This work investigates the potential of exploiting movable antennas (MAs) to enhance the performance of a multi-user downlink integrated sensing and communication (ISAC) system. Specifically, we formulate an optimization problem to maximize the transmit beampattern gain for sensing while simultaneously meeting each user's communication requirement by jointly optimizing antenna positions and beamforming design. The problem formulated is highly non-convex and involves multivariate-coupled constraints. To address these challenges, we introduce a series of auxiliary random variables and transform the original problem into an augmented Lagrangian problem. A double-loop algorithm based on a penalty dual decomposition framework is then developed to solve the problem. Numerical results validate the effectiveness of the proposed design, demonstrating its superiority over MA designs based on successive convex approximation optimization and other baseline approaches in ISAC systems. The results also highlight the advantages of MAs in achieving better sensing performance and improved beam control, especially for sparse arrays with large apertures.

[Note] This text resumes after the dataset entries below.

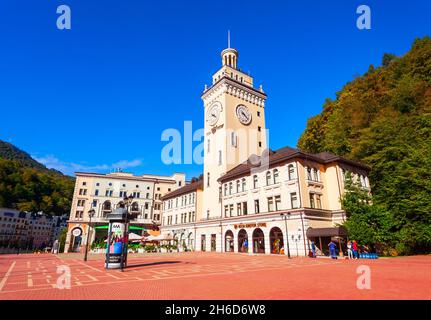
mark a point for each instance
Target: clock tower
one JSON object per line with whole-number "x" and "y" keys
{"x": 234, "y": 126}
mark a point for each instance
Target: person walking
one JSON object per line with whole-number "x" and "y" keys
{"x": 355, "y": 249}
{"x": 313, "y": 249}
{"x": 332, "y": 247}
{"x": 349, "y": 250}
{"x": 245, "y": 245}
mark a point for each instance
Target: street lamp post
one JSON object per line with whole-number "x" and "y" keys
{"x": 283, "y": 215}
{"x": 90, "y": 215}
{"x": 127, "y": 202}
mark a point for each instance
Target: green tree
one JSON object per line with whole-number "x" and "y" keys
{"x": 366, "y": 222}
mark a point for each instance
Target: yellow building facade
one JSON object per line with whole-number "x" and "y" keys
{"x": 252, "y": 199}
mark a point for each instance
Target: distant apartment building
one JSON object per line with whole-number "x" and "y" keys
{"x": 104, "y": 193}
{"x": 13, "y": 227}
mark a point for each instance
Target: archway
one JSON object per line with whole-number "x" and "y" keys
{"x": 229, "y": 244}
{"x": 242, "y": 241}
{"x": 276, "y": 240}
{"x": 76, "y": 239}
{"x": 258, "y": 241}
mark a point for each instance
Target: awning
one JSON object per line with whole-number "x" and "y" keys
{"x": 326, "y": 232}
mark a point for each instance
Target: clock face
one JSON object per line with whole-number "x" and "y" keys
{"x": 243, "y": 114}
{"x": 213, "y": 114}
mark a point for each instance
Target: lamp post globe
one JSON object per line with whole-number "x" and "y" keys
{"x": 90, "y": 215}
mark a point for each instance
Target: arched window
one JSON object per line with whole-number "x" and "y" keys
{"x": 229, "y": 244}
{"x": 275, "y": 173}
{"x": 255, "y": 181}
{"x": 268, "y": 178}
{"x": 309, "y": 177}
{"x": 135, "y": 207}
{"x": 291, "y": 171}
{"x": 243, "y": 241}
{"x": 276, "y": 240}
{"x": 258, "y": 241}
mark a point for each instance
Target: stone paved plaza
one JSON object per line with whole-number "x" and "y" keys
{"x": 213, "y": 276}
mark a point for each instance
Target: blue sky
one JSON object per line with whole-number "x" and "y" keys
{"x": 98, "y": 96}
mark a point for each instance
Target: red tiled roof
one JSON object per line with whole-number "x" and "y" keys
{"x": 282, "y": 155}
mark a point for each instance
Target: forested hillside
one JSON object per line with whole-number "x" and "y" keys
{"x": 27, "y": 185}
{"x": 383, "y": 119}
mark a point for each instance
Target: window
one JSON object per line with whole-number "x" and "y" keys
{"x": 312, "y": 204}
{"x": 315, "y": 174}
{"x": 277, "y": 200}
{"x": 268, "y": 178}
{"x": 309, "y": 177}
{"x": 275, "y": 176}
{"x": 270, "y": 204}
{"x": 318, "y": 201}
{"x": 291, "y": 172}
{"x": 244, "y": 208}
{"x": 233, "y": 139}
{"x": 256, "y": 206}
{"x": 294, "y": 200}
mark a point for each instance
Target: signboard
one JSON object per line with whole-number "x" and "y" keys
{"x": 115, "y": 248}
{"x": 76, "y": 232}
{"x": 249, "y": 225}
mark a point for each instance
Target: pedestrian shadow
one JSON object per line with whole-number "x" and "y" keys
{"x": 151, "y": 264}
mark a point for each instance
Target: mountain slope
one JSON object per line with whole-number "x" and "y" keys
{"x": 384, "y": 119}
{"x": 10, "y": 152}
{"x": 27, "y": 185}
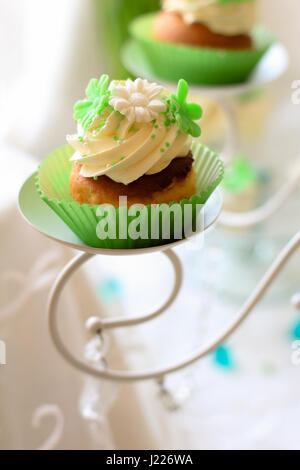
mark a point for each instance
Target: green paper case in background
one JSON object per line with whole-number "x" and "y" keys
{"x": 53, "y": 186}
{"x": 113, "y": 18}
{"x": 197, "y": 65}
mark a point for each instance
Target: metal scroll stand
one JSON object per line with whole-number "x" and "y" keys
{"x": 40, "y": 217}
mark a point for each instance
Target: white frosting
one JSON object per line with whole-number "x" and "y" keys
{"x": 127, "y": 146}
{"x": 138, "y": 101}
{"x": 229, "y": 19}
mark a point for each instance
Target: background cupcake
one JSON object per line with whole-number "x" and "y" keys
{"x": 207, "y": 23}
{"x": 208, "y": 42}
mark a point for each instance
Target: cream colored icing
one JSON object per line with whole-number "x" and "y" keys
{"x": 131, "y": 139}
{"x": 228, "y": 19}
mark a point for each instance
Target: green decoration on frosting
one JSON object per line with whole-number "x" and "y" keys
{"x": 97, "y": 96}
{"x": 185, "y": 113}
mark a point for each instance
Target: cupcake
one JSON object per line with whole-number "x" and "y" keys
{"x": 132, "y": 176}
{"x": 208, "y": 42}
{"x": 224, "y": 24}
{"x": 137, "y": 144}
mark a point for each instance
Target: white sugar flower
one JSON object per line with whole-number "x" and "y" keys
{"x": 138, "y": 100}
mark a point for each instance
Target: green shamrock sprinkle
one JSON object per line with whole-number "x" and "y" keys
{"x": 97, "y": 98}
{"x": 186, "y": 113}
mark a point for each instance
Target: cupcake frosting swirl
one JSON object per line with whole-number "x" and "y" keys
{"x": 229, "y": 17}
{"x": 139, "y": 131}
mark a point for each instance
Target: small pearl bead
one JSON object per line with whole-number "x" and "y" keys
{"x": 93, "y": 325}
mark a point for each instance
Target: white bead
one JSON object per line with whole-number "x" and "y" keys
{"x": 296, "y": 301}
{"x": 93, "y": 325}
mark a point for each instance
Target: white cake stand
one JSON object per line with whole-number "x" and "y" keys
{"x": 43, "y": 219}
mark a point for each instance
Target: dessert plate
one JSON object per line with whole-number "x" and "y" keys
{"x": 42, "y": 218}
{"x": 272, "y": 66}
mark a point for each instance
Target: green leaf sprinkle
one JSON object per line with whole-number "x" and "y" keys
{"x": 97, "y": 99}
{"x": 185, "y": 113}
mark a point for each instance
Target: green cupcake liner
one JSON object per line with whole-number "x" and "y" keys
{"x": 197, "y": 65}
{"x": 85, "y": 221}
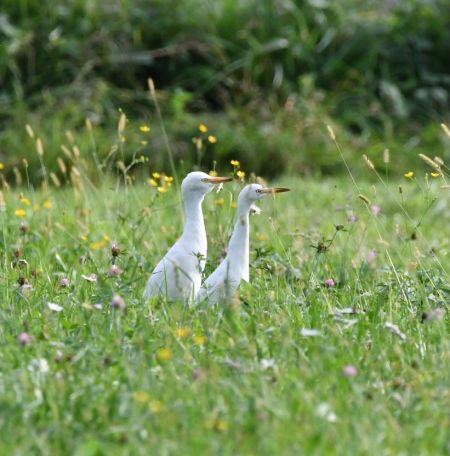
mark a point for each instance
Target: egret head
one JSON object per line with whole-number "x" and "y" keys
{"x": 198, "y": 183}
{"x": 254, "y": 192}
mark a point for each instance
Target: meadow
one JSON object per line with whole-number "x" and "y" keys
{"x": 338, "y": 345}
{"x": 340, "y": 342}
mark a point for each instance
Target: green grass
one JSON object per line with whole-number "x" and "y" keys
{"x": 241, "y": 378}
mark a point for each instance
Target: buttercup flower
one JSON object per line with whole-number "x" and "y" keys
{"x": 24, "y": 339}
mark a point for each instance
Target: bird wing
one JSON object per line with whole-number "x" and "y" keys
{"x": 169, "y": 278}
{"x": 219, "y": 285}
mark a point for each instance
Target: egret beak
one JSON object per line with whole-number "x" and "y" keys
{"x": 274, "y": 190}
{"x": 217, "y": 180}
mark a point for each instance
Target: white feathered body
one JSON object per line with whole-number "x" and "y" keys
{"x": 178, "y": 275}
{"x": 224, "y": 281}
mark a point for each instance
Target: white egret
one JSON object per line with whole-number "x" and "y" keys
{"x": 178, "y": 275}
{"x": 222, "y": 283}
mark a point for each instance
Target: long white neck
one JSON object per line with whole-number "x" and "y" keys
{"x": 194, "y": 232}
{"x": 238, "y": 247}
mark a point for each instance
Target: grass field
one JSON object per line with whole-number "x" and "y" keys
{"x": 339, "y": 345}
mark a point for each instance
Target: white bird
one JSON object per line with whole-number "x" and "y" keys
{"x": 222, "y": 283}
{"x": 178, "y": 275}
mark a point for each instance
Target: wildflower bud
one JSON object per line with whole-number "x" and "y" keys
{"x": 446, "y": 129}
{"x": 350, "y": 371}
{"x": 118, "y": 302}
{"x": 115, "y": 250}
{"x": 24, "y": 339}
{"x": 64, "y": 282}
{"x": 439, "y": 161}
{"x": 58, "y": 356}
{"x": 24, "y": 227}
{"x": 369, "y": 162}
{"x": 114, "y": 271}
{"x": 331, "y": 133}
{"x": 364, "y": 198}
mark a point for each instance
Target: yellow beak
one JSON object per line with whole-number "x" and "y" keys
{"x": 217, "y": 180}
{"x": 274, "y": 190}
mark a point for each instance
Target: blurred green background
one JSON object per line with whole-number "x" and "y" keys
{"x": 265, "y": 77}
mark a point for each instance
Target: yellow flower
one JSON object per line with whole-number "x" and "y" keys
{"x": 155, "y": 406}
{"x": 98, "y": 245}
{"x": 25, "y": 201}
{"x": 164, "y": 354}
{"x": 141, "y": 396}
{"x": 200, "y": 340}
{"x": 182, "y": 332}
{"x": 221, "y": 425}
{"x": 217, "y": 424}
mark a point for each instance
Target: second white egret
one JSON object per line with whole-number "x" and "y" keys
{"x": 222, "y": 283}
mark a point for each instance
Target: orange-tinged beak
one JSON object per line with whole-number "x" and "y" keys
{"x": 274, "y": 190}
{"x": 217, "y": 179}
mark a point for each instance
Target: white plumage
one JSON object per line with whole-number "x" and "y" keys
{"x": 222, "y": 283}
{"x": 178, "y": 275}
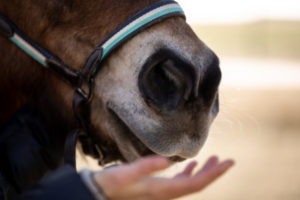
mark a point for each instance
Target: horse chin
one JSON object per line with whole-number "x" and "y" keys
{"x": 134, "y": 148}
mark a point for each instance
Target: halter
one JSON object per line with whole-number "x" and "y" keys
{"x": 83, "y": 81}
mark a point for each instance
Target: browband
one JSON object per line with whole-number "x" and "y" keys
{"x": 140, "y": 21}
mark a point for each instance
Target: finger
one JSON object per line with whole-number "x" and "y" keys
{"x": 188, "y": 170}
{"x": 130, "y": 173}
{"x": 212, "y": 161}
{"x": 179, "y": 187}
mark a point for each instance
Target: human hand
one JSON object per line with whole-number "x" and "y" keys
{"x": 133, "y": 181}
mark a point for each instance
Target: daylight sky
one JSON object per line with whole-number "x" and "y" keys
{"x": 239, "y": 11}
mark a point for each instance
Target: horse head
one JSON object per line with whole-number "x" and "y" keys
{"x": 156, "y": 94}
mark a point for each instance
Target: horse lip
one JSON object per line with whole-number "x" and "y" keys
{"x": 141, "y": 148}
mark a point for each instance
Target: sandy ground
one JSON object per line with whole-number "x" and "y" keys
{"x": 259, "y": 127}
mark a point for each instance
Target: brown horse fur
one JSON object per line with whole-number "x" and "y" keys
{"x": 127, "y": 123}
{"x": 68, "y": 29}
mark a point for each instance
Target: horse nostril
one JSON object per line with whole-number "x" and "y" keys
{"x": 210, "y": 81}
{"x": 165, "y": 84}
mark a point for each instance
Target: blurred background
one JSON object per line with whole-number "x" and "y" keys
{"x": 258, "y": 43}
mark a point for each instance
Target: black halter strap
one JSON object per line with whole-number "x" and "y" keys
{"x": 83, "y": 81}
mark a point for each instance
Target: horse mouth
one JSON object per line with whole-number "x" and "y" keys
{"x": 138, "y": 145}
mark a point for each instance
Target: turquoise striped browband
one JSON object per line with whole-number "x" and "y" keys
{"x": 143, "y": 19}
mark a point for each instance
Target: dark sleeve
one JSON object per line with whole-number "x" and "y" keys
{"x": 63, "y": 184}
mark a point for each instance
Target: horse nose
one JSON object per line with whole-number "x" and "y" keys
{"x": 171, "y": 82}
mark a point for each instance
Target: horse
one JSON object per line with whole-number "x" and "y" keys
{"x": 155, "y": 94}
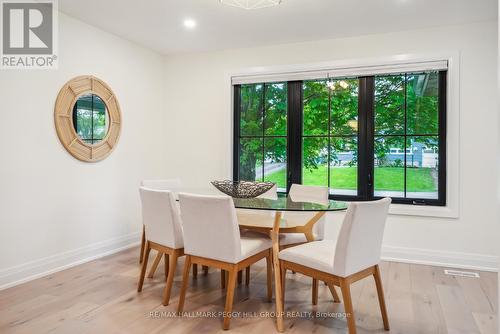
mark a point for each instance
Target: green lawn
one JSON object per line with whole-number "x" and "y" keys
{"x": 386, "y": 178}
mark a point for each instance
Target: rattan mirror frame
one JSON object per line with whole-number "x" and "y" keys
{"x": 63, "y": 118}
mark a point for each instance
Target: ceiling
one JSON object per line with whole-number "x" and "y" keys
{"x": 158, "y": 24}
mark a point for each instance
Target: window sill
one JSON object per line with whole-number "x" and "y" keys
{"x": 423, "y": 211}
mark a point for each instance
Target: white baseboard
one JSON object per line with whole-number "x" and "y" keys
{"x": 12, "y": 276}
{"x": 440, "y": 258}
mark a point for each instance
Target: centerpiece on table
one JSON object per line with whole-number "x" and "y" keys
{"x": 243, "y": 189}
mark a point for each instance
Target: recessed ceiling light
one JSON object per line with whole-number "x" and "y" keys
{"x": 189, "y": 23}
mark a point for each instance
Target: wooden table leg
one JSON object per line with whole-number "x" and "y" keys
{"x": 277, "y": 272}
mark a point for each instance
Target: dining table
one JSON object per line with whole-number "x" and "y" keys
{"x": 268, "y": 215}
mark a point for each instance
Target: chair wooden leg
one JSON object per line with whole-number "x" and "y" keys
{"x": 195, "y": 271}
{"x": 283, "y": 284}
{"x": 167, "y": 265}
{"x": 269, "y": 265}
{"x": 381, "y": 299}
{"x": 222, "y": 279}
{"x": 155, "y": 265}
{"x": 185, "y": 279}
{"x": 143, "y": 244}
{"x": 240, "y": 277}
{"x": 247, "y": 275}
{"x": 346, "y": 294}
{"x": 229, "y": 297}
{"x": 170, "y": 279}
{"x": 335, "y": 296}
{"x": 315, "y": 292}
{"x": 144, "y": 266}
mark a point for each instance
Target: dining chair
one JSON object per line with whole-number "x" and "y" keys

翻译：本文研究了利用可移动天线（MAs）提升下行多用户集成感知与通信（ISAC）系统性能的潜力。具体而言，我们构建了一个优化问题，旨在通过联合优化天线位置与波束成形设计，在满足各用户通信需求的同时，最大化用于感知的发射波束方向图增益。该问题具有高度非凸性，且涉及多元耦合约束。为应对这些挑战，我们引入一系列辅助随机变量，将原问题转化为增广拉格朗日问题。随后，提出了一种基于惩罚对偶分解框架的双层循环算法来求解该问题。数值结果验证了所提设计的有效性，表明其在ISAC系统中优于基于逐次凸逼近优化的MA设计及其他基线方法。结果还凸显了可移动天线在实现更优感知性能与改进波束控制方面的优势，尤其对于具有大孔径的稀疏阵列。